Nic: Few specific customers that really do load lots of resources, and wanted to get a better understanding of that
… Applying “smartness” to RT wouldn’t make sense, as the waterfall won’t tell you what’s not there
Andy: Smart buffering for event timing would be useful. If we look at CNN, the INP is probably at the start
Noam: Some things would require running a script early (e.g. to change the buffer size).
… How is that different from running your own early observer that doesn’t send anything
Nic: Want to load the majority of our RUM library later. A single line can be inlined by the customer. In some customers we can add ~1K of script that can do the buffering, but it’s added friction and gets pushback
Michal: Buffer sizes have a memory overhead, but that’s not a primary concern
… Processing to measure things that may not need the measurement
… In Chromium that’s already cost that we’re paying, so we make sure the overhead is minimal anyway
… Worried about JS processing to go over the entries - if you’d filter these entries anyway.

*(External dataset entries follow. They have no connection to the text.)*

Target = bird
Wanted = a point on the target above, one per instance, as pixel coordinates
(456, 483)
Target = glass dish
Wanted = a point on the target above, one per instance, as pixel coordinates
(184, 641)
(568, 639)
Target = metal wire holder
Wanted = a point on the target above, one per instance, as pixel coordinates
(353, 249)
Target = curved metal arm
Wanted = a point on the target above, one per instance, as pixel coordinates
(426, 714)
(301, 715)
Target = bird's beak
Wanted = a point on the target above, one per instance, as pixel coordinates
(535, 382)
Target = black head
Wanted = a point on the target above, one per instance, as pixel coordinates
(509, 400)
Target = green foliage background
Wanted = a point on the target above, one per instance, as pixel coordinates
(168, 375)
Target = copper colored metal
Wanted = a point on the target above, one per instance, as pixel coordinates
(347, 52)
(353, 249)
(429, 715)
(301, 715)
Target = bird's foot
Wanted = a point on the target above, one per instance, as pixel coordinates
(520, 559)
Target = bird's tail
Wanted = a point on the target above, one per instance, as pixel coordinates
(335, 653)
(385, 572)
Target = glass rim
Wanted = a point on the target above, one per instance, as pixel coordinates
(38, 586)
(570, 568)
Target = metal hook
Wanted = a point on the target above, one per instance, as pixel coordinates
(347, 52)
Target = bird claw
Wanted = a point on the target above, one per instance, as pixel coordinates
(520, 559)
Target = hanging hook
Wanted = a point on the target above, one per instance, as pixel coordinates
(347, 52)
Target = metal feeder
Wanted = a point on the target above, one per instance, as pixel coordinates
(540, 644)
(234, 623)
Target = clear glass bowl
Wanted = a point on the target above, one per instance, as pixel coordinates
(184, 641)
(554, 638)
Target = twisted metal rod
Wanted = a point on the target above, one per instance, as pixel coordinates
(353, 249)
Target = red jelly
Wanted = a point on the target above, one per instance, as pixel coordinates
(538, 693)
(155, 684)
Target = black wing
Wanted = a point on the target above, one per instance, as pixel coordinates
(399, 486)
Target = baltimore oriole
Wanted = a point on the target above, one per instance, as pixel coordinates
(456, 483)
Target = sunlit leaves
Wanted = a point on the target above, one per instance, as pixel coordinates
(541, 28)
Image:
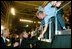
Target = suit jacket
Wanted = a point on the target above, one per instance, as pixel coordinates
(3, 44)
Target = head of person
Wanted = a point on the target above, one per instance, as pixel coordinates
(40, 14)
(53, 3)
(25, 34)
(5, 32)
(58, 3)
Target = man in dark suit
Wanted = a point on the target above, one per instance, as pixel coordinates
(5, 34)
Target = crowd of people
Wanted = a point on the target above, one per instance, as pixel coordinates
(29, 40)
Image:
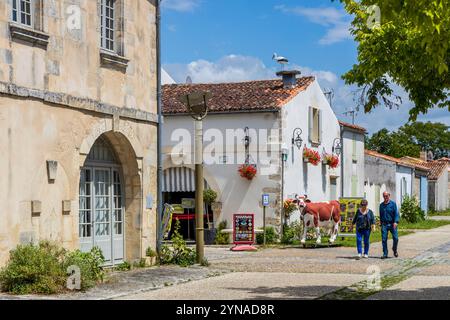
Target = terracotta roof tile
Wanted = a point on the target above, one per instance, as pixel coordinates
(353, 126)
(239, 96)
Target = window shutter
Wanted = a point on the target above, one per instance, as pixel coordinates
(310, 124)
(319, 139)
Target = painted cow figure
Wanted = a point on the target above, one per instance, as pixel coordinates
(318, 215)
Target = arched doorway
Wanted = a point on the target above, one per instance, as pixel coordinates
(102, 203)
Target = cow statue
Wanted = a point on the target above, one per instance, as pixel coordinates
(326, 215)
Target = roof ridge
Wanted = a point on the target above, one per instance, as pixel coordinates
(234, 82)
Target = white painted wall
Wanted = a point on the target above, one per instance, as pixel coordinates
(374, 195)
(239, 195)
(304, 178)
(407, 174)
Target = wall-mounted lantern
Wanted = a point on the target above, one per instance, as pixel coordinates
(52, 168)
(297, 138)
(247, 138)
(337, 147)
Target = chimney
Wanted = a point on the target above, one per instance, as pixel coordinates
(289, 78)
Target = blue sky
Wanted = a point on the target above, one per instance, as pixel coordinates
(233, 40)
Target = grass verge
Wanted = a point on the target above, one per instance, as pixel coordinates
(440, 213)
(423, 225)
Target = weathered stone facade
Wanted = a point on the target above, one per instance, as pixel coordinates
(57, 97)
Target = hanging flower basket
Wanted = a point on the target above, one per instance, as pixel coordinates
(331, 160)
(311, 156)
(248, 171)
(289, 206)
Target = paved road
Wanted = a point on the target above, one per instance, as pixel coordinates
(422, 271)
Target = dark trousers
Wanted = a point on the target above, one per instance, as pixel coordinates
(360, 234)
(385, 229)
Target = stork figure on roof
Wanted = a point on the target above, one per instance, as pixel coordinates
(281, 60)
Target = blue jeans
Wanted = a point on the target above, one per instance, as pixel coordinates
(385, 229)
(360, 234)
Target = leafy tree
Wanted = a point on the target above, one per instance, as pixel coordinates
(410, 47)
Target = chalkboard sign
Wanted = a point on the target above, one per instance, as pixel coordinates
(243, 228)
(349, 206)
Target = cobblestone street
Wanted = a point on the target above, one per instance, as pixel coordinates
(421, 272)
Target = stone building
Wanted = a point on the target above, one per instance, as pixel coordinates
(78, 125)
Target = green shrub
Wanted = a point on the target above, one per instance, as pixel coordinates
(221, 238)
(271, 236)
(178, 253)
(34, 269)
(411, 211)
(90, 264)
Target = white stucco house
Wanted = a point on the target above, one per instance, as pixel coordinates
(352, 169)
(399, 177)
(258, 123)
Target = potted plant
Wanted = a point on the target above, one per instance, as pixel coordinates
(209, 197)
(331, 160)
(248, 171)
(311, 156)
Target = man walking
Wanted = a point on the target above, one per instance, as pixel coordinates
(389, 218)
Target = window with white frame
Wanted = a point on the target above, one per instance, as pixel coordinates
(315, 125)
(22, 12)
(108, 23)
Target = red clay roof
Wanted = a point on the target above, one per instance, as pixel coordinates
(416, 162)
(240, 96)
(353, 126)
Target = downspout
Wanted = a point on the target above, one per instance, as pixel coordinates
(159, 128)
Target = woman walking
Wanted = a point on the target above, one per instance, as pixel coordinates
(365, 223)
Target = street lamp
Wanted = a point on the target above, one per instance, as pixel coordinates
(197, 107)
(337, 146)
(284, 157)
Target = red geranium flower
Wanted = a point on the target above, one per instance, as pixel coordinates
(312, 155)
(247, 171)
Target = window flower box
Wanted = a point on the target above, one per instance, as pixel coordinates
(311, 156)
(331, 160)
(248, 171)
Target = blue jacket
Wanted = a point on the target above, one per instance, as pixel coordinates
(389, 212)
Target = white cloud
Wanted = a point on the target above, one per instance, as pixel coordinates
(235, 68)
(337, 21)
(180, 5)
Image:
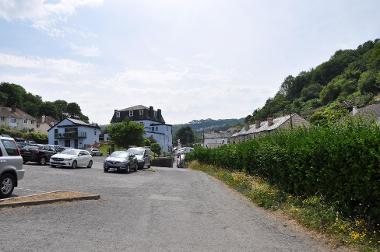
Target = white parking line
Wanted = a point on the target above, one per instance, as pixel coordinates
(25, 189)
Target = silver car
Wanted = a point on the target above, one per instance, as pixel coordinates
(121, 161)
(11, 169)
(143, 156)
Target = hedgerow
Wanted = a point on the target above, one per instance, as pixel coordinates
(340, 163)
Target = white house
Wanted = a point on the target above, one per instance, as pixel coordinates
(154, 124)
(215, 139)
(15, 118)
(74, 133)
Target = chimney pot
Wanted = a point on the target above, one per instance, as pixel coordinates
(257, 124)
(270, 121)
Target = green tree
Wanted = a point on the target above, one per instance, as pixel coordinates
(368, 83)
(156, 148)
(48, 109)
(127, 133)
(186, 135)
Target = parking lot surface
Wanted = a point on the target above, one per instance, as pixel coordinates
(164, 209)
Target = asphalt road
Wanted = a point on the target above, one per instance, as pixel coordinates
(167, 209)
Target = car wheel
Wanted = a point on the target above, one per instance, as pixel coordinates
(90, 164)
(7, 184)
(43, 161)
(74, 164)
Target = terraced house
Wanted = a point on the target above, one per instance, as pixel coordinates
(153, 121)
(271, 124)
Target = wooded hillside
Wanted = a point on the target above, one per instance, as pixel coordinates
(327, 92)
(15, 95)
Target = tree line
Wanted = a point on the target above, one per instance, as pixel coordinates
(326, 93)
(13, 95)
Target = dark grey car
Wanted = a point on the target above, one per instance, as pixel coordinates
(11, 169)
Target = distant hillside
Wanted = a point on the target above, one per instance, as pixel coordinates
(13, 95)
(208, 125)
(327, 92)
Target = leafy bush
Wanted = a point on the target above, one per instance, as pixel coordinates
(338, 162)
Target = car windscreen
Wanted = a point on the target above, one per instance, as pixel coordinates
(11, 147)
(120, 154)
(136, 151)
(70, 152)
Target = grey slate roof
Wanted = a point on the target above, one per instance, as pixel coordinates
(137, 107)
(277, 122)
(17, 113)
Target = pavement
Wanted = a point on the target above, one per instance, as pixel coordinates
(159, 209)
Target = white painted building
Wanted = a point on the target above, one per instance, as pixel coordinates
(74, 133)
(154, 124)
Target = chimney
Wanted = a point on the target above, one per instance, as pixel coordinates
(257, 124)
(151, 114)
(270, 121)
(354, 110)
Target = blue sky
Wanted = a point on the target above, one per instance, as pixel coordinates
(192, 58)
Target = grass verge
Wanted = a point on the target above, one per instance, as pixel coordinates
(312, 212)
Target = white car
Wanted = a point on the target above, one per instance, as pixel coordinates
(72, 158)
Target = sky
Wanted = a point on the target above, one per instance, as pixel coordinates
(193, 59)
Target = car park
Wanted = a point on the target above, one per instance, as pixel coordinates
(38, 153)
(11, 166)
(95, 152)
(72, 158)
(184, 150)
(121, 161)
(143, 156)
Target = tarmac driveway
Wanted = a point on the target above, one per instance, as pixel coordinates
(167, 209)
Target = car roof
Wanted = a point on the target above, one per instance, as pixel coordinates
(6, 138)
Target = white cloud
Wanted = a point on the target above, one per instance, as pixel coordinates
(58, 66)
(44, 15)
(87, 51)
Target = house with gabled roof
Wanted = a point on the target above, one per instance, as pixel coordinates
(74, 133)
(16, 118)
(153, 121)
(271, 124)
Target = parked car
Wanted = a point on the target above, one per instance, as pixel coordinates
(143, 156)
(72, 158)
(95, 152)
(11, 169)
(121, 160)
(37, 153)
(184, 150)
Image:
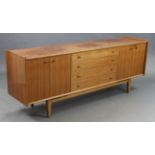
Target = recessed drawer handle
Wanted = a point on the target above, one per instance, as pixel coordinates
(77, 86)
(45, 62)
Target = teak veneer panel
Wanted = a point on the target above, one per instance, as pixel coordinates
(38, 78)
(51, 72)
(55, 50)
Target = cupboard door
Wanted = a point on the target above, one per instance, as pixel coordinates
(60, 75)
(124, 62)
(38, 79)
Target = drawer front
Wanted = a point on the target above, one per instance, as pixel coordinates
(93, 68)
(92, 81)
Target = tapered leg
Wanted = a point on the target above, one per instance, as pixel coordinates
(49, 108)
(129, 86)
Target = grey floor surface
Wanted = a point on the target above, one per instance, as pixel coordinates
(110, 105)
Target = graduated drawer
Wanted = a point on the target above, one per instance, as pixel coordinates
(91, 81)
(84, 73)
(97, 54)
(96, 64)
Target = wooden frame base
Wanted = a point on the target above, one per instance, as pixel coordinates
(50, 101)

For event timing, a lot of the entries gets removed later on, so we could have removed it upfront.
… If we had prioritization, the browser could have done that filtering ahead of time
Noam: I like the idea of e.g. not buffering anything below the median once the buffer is half full
… For event timing we could have a default that counts the median, may not apply to other entry types
Michal: For event timing we can just ignore all mouse moves. There’s no reason to buffer those.
… So we can a simple approach to not buffer them, which would reduce the frequency in which the buffers are exhausted
… Otherwise, event timing with non-zero interaction IDs could get higher priority, and not be evicted
Yoav: makes sense for EventTiming specifically, not sure if it applies to others
Michal: Do all types have a way to prioritize or not
… Eg. Element timing?
… Resources is simpler
Nic: LCP could be a circular buffer for example
Yoav: Do we have browser data on how often entries get dropped before a PO is registered
Michal: Exposed to PO register, so RUM providers could look now
… Couldn’t find use-counters in Chromium
Yoav: Think it’d be very useful for this conversation where to focus efforts
… e.g. For PaintTiming it’s not a problem, buffer is 2 and there’s only 2
… Would be interesting to see how often we get dropped entries
Noam: That’s one AI
… Second one is a reasonable defaults proposal for EventTiming that we can look in detail
Michal: For UT, some UT are meant to be buffered, e.g. during load, we want to read those later
… But some UT, if you have a registered observer and you want tracing, here’s a detailed list of UT
… Potentially not intended to be buffered is one option
… Or we shouldn’t do any processing on them if no Observer
… Don’t have to serialize data that’s there, etc
… Additional value
Yoav: Feels like a different use-case
… Can continue at another call
… Found very useful!

AI: Everyone needs to wear costumes for next call